Today, we reported that UK Prime Minister Theresa May has been briefed on a possible incoming Russian-based cyberattack that could heavily compromise the country and release compromising information about the country’s lawmakers. It appears as though the threat has expanded just from gaining leverage on politicians. The FBI, DHS and UK cyber intelligence agency NCSC have jointly accused Russian-based attackers of having engaged in trying to compromise routers, switches and firewalls around the world to hijack the Internet’s infrastructure.
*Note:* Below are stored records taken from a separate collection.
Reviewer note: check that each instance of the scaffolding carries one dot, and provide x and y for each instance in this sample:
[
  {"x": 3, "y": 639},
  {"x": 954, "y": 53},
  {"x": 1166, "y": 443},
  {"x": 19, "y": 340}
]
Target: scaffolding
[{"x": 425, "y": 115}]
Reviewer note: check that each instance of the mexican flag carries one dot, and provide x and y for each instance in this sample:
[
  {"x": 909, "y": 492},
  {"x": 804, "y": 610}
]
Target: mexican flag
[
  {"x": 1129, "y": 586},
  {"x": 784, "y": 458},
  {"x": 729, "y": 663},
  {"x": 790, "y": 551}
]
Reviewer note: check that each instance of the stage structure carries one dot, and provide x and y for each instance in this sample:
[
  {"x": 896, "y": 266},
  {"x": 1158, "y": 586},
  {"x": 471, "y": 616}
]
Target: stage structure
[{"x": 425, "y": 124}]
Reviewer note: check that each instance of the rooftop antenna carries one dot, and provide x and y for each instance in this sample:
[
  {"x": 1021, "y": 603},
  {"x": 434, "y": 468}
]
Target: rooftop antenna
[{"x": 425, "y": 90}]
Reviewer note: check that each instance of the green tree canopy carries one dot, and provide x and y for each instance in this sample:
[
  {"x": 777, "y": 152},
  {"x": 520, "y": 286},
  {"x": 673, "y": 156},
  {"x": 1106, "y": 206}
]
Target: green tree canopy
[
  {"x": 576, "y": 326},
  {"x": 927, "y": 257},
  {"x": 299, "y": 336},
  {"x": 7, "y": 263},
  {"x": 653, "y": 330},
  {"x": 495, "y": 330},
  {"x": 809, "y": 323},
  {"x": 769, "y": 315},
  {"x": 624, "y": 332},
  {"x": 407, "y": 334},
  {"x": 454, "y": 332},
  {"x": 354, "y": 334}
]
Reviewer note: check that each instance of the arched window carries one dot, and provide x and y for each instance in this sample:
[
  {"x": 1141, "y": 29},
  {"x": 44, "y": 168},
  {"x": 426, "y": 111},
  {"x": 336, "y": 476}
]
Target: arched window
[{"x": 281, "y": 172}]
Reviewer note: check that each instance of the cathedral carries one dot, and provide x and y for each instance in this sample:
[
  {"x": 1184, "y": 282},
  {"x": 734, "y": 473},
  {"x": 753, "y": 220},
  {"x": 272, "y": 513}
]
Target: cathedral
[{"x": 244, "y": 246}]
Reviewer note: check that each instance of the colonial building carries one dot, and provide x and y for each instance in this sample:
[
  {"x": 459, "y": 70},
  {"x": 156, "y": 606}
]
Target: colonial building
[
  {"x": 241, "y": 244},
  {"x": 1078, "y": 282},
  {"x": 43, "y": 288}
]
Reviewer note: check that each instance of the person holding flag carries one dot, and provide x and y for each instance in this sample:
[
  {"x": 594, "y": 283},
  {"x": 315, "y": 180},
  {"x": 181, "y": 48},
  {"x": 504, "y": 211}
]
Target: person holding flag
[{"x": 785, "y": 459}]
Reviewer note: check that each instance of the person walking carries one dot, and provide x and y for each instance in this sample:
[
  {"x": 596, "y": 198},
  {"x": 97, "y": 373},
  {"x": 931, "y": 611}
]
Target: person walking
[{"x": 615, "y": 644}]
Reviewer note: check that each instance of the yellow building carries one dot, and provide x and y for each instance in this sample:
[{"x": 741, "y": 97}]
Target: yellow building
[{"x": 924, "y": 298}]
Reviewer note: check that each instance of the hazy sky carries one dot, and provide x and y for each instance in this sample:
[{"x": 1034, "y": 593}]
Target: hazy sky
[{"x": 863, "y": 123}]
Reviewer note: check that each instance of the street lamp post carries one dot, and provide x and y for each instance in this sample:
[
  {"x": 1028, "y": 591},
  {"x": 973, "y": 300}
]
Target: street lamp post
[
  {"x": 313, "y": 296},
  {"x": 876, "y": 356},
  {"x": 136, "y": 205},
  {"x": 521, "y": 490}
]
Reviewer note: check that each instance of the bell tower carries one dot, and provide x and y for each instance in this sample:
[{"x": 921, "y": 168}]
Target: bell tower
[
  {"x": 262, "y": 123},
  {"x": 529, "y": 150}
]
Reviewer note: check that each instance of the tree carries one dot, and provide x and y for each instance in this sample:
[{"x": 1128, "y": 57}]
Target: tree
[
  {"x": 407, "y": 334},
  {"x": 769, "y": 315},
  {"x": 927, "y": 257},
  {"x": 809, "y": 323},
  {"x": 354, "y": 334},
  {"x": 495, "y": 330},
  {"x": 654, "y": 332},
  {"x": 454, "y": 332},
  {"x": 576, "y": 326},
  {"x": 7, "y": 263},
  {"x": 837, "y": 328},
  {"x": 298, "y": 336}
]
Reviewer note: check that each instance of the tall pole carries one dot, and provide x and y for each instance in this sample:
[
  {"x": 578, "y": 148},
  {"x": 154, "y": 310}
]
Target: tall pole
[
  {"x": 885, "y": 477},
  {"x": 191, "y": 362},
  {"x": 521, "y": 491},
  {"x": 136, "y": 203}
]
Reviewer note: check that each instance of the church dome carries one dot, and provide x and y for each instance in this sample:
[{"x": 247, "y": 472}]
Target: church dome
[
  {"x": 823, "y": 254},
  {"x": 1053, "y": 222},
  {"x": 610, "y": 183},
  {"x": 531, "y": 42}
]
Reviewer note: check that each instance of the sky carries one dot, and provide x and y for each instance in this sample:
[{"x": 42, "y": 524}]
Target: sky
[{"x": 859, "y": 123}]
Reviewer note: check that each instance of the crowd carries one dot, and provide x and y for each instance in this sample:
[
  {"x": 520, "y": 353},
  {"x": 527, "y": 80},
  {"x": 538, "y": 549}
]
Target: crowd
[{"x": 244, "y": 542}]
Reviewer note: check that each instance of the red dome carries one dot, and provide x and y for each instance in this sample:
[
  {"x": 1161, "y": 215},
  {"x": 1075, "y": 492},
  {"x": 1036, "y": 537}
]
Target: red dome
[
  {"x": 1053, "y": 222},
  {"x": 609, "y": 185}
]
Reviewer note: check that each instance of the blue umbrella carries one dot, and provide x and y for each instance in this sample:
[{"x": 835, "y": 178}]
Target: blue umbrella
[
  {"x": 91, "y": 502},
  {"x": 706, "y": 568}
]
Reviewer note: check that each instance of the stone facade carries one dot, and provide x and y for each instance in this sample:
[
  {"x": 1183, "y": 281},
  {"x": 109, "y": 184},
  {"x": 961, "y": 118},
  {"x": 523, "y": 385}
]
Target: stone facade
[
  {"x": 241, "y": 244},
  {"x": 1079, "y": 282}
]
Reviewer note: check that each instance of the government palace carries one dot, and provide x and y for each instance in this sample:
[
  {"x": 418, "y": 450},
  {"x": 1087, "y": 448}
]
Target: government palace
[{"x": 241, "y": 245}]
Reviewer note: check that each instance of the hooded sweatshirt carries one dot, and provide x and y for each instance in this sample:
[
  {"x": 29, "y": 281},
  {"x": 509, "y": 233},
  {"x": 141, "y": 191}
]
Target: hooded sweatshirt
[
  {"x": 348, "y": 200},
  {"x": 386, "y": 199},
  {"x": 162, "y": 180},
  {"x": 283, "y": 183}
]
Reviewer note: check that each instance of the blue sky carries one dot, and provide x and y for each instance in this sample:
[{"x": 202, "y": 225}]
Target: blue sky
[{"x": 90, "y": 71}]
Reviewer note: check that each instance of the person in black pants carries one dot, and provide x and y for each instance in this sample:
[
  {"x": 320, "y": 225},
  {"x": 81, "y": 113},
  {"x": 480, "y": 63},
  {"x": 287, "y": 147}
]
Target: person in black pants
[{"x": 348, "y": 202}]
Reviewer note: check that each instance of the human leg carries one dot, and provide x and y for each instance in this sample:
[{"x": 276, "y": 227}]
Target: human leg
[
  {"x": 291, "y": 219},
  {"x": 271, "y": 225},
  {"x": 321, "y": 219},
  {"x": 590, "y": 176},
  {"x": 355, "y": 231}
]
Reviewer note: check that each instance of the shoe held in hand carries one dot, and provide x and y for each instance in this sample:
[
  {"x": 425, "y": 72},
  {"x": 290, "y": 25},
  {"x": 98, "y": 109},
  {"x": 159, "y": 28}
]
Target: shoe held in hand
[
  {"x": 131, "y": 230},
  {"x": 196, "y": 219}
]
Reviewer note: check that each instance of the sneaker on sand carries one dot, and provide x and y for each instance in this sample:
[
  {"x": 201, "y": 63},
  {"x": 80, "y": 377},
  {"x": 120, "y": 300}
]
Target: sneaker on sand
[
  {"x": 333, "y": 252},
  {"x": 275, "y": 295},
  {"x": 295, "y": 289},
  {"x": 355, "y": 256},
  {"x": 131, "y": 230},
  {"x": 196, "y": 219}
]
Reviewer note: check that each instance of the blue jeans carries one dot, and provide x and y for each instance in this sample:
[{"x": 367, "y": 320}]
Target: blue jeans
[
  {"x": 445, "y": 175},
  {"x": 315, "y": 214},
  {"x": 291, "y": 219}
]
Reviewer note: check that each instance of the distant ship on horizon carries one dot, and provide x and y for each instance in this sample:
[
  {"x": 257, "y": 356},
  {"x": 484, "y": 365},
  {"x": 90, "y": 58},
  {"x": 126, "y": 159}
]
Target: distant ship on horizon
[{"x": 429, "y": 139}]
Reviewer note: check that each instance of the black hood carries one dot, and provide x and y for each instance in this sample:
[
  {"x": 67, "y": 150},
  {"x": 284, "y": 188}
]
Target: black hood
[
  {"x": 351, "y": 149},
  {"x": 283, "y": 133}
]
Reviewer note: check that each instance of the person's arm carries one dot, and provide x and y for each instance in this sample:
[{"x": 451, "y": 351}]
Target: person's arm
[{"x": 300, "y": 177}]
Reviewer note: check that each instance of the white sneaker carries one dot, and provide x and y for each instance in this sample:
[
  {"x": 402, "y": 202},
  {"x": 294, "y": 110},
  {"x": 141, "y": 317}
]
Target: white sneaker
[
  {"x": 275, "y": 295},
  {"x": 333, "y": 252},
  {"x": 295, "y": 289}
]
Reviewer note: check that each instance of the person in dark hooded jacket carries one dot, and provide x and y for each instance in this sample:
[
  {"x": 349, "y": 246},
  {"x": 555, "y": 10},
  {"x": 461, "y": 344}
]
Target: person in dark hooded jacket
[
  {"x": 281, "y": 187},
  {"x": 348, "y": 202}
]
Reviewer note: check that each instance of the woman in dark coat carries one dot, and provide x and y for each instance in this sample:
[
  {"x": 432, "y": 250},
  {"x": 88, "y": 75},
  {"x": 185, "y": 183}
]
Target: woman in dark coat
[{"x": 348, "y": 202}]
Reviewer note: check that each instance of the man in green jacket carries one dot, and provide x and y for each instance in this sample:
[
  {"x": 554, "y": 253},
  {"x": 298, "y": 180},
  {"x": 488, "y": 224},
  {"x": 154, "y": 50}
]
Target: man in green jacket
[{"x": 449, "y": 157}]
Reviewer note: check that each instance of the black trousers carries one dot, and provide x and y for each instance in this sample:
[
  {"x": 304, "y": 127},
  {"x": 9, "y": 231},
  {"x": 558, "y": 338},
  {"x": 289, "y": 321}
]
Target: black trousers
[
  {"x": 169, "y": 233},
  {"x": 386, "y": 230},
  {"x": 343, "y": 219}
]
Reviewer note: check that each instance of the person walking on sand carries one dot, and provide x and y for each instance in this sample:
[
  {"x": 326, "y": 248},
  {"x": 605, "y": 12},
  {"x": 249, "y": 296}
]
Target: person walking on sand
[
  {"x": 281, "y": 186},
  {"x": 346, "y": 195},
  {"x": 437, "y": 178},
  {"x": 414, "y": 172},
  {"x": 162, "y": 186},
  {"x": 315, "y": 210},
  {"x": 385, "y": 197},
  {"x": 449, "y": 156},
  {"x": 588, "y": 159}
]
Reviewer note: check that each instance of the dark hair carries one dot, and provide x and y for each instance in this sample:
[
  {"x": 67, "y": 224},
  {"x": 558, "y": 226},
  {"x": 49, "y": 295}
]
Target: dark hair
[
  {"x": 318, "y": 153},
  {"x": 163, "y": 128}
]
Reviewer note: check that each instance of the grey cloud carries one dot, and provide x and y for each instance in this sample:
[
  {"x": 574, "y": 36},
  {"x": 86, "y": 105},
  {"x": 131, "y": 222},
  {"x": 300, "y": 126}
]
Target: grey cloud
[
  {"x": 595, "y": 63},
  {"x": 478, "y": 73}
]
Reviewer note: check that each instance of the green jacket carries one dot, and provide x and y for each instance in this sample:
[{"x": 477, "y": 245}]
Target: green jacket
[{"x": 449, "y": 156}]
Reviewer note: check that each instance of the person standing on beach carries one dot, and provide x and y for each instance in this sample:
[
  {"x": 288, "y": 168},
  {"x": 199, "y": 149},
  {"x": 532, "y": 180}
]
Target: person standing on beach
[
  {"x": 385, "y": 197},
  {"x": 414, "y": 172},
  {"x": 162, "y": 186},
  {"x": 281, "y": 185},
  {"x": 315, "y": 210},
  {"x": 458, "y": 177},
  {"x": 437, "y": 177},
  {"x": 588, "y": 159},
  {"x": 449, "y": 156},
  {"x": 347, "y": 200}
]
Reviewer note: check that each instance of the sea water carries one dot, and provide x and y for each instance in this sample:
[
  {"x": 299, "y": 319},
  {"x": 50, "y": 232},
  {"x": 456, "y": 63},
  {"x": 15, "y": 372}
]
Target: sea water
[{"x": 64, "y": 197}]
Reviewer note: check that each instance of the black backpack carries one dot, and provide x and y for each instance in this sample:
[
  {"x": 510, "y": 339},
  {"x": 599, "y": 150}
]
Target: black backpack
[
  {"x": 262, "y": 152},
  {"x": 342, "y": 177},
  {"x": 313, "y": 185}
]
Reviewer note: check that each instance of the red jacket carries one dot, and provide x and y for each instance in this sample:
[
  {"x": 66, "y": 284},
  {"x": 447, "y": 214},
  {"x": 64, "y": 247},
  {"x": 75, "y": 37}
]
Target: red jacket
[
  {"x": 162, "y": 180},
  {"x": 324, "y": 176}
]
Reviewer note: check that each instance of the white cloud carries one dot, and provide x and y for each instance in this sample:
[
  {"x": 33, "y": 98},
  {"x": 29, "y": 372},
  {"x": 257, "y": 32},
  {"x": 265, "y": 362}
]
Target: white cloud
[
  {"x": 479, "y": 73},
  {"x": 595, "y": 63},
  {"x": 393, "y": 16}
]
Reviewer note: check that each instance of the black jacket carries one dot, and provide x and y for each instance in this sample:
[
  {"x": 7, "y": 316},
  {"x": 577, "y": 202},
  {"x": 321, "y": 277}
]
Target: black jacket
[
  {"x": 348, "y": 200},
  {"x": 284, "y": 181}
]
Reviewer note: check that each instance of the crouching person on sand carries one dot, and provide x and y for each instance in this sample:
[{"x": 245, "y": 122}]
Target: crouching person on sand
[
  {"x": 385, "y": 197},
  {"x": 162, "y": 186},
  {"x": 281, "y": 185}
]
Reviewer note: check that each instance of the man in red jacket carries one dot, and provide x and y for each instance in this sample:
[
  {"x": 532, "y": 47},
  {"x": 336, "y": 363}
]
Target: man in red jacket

This is incredibly dangerous for several reasons. First, this type of effort has targeted millions of machines to spy on ISP customers, organizations and government agencies. Second, this type of attack strategy lets Russia peer at the data that’s passing through compromised devices, whether it’s personal of business related. Third, this allows attackers to cripple firewalls and intrusion detection systems that organizations use to glam malicious traffic, according to the BBC. The alert also theorized that this type of compromise to hardware might even be used as a foundation for future attacks.
The joint statement said that the main targets have been government departments, big companies, firms running ‘critical infrastructure,’ and ISPs. Lastly, the alert outlined what erratic hardware behavior should indicate if a device has been already compromised. The joint report didn’t identity any companies that have been affected, or the number of devices that have already been hacked.